Xtrain_wtitle = hstack([Xtrain, title_bow_train])
Xval_wtitle = hstack([Xval, title_bow_val])

In [11]:
Xtrain_wtitle.shape

(140, 2406)

# RF

In [12]:
mdl_rf = RandomForestClassifier(n_estimators=1000, random_state=0, min_samples_leaf=1, class_weight='balanced', n_jobs=3)
mdl_rf.fit(Xtrain_wtitle, ytrain)

RandomForestClassifier(class_weight='balanced', n_estimators=1000, n_jobs=3,
                       random_state=0)

In [13]:
p_rf = mdl_rf.predict_proba(Xval_wtitle)[:, 1]

In [14]:
def print_model_report(y, p):
    from sklearn.metrics import average_precision_score, roc_auc_score
    
    print(f'ap={average_precision_score(y, p)}, auc={roc_auc_score(y, p)}')

In [15]:
print_model_report(yval, p_rf)

ap=0.4542962326968974, auc=0.5905475397706252


# LGBM

In [16]:
params = [0.009755989568690922, 10, 20, 0.5494659592684037, 0.36790569530401346, 436, 1, 3]

lr = params[0]
max_depth = params[1]
min_child_samples = params[2]
subsample = params[3]
colsample_bytree = params[4]
n_estimators = params[5]
min_df = params[6]
ngram_range = (1, params[7])

In [17]:
title_vec = TfidfVectorizer(min_df=min_df, ngram_range=ngram_range)
title_bow_train = title_vec.fit_transform(title_train)
title_bow_val = title_vec.transform(title_val)

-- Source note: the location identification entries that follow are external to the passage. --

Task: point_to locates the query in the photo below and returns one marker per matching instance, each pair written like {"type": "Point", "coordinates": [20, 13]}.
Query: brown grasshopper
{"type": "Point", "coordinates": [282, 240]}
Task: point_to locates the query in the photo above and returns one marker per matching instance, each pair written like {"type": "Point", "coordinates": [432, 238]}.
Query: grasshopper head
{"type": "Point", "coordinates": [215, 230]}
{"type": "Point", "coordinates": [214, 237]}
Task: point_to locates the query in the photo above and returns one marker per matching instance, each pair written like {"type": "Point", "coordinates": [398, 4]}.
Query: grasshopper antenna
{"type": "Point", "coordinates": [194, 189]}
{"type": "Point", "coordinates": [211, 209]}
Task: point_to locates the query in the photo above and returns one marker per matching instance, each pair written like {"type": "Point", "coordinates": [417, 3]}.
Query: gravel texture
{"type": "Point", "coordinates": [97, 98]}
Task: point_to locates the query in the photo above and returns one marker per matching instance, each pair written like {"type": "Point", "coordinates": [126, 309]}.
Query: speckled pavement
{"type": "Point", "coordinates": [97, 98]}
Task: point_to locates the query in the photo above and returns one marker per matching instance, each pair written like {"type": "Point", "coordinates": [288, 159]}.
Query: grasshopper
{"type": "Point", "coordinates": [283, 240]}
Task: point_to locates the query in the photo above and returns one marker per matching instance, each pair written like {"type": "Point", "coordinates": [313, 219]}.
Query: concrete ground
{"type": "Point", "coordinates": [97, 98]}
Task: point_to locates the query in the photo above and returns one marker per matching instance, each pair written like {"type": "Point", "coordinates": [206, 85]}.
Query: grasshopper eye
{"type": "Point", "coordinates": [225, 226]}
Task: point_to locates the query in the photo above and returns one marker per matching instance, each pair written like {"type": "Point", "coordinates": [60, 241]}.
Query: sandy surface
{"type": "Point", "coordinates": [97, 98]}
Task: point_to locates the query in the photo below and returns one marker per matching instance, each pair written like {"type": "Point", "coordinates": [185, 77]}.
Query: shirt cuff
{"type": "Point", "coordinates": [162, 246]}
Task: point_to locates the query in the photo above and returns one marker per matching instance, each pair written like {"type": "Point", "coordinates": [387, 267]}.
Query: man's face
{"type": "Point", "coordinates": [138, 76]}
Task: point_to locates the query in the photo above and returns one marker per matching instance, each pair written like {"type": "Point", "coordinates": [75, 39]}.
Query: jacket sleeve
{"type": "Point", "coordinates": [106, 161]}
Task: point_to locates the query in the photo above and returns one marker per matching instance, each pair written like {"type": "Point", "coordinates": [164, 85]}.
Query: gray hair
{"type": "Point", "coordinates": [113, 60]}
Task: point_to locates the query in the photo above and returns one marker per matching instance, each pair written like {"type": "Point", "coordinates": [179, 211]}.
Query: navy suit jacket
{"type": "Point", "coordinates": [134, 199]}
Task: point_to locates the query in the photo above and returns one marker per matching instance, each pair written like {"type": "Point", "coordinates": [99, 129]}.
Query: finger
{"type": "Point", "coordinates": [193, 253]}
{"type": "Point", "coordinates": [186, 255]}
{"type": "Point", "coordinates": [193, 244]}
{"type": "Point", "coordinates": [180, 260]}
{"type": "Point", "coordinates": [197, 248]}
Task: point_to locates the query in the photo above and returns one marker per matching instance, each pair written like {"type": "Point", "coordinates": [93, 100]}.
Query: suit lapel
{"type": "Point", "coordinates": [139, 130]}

Xtrain_wtitle = hstack([Xtrain, title_bow_train])
Xval_wtitle = hstack([Xval, title_bow_val])

In [18]:
Xtrain_wtitle.shape

(140, 2406)

In [19]:
from lightgbm import LGBMClassifier

In [20]:
mdl_lgbm = LGBMClassifier(
    learning_rate=lr,
    num_leaves=2 ** max_depth,
    max_depth=max_depth,
    min_child_samples=min_child_samples,
    subsample=subsample,
    colsample_bytree=colsample_bytree,
    bagging_freq=1,
    n_estimators=n_estimators,
    random_state=0,
    class_weight='balanced',
    n_jobs=3
)

mdl_lgbm.fit(Xtrain_wtitle, ytrain)



LGBMClassifier(bagging_freq=1, class_weight='balanced',
               colsample_bytree=0.36790569530401346,
               learning_rate=0.009755989568690922, max_depth=10,
               n_estimators=436, n_jobs=3, num_leaves=1024, random_state=0,
               subsample=0.5494659592684037)

In [21]:
p_lgbm = mdl_lgbm.predict_proba(Xval_wtitle)[:, 1]



In [22]:
print_model_report(yval, p_lgbm)

ap=0.31864909369242067, auc=0.49889012208657046


# LR

In [23]:
from sklearn.pipeline import make_pipeline
from sklearn.preprocessing import MaxAbsScaler
from sklearn.linear_model import LogisticRegression
from scipy.sparse import csr_matrix

In [24]:
Xtrain_wtitle2 = csr_matrix(Xtrain_wtitle.copy())
Xval_wtitle2 = csr_matrix(Xval_wtitle.copy())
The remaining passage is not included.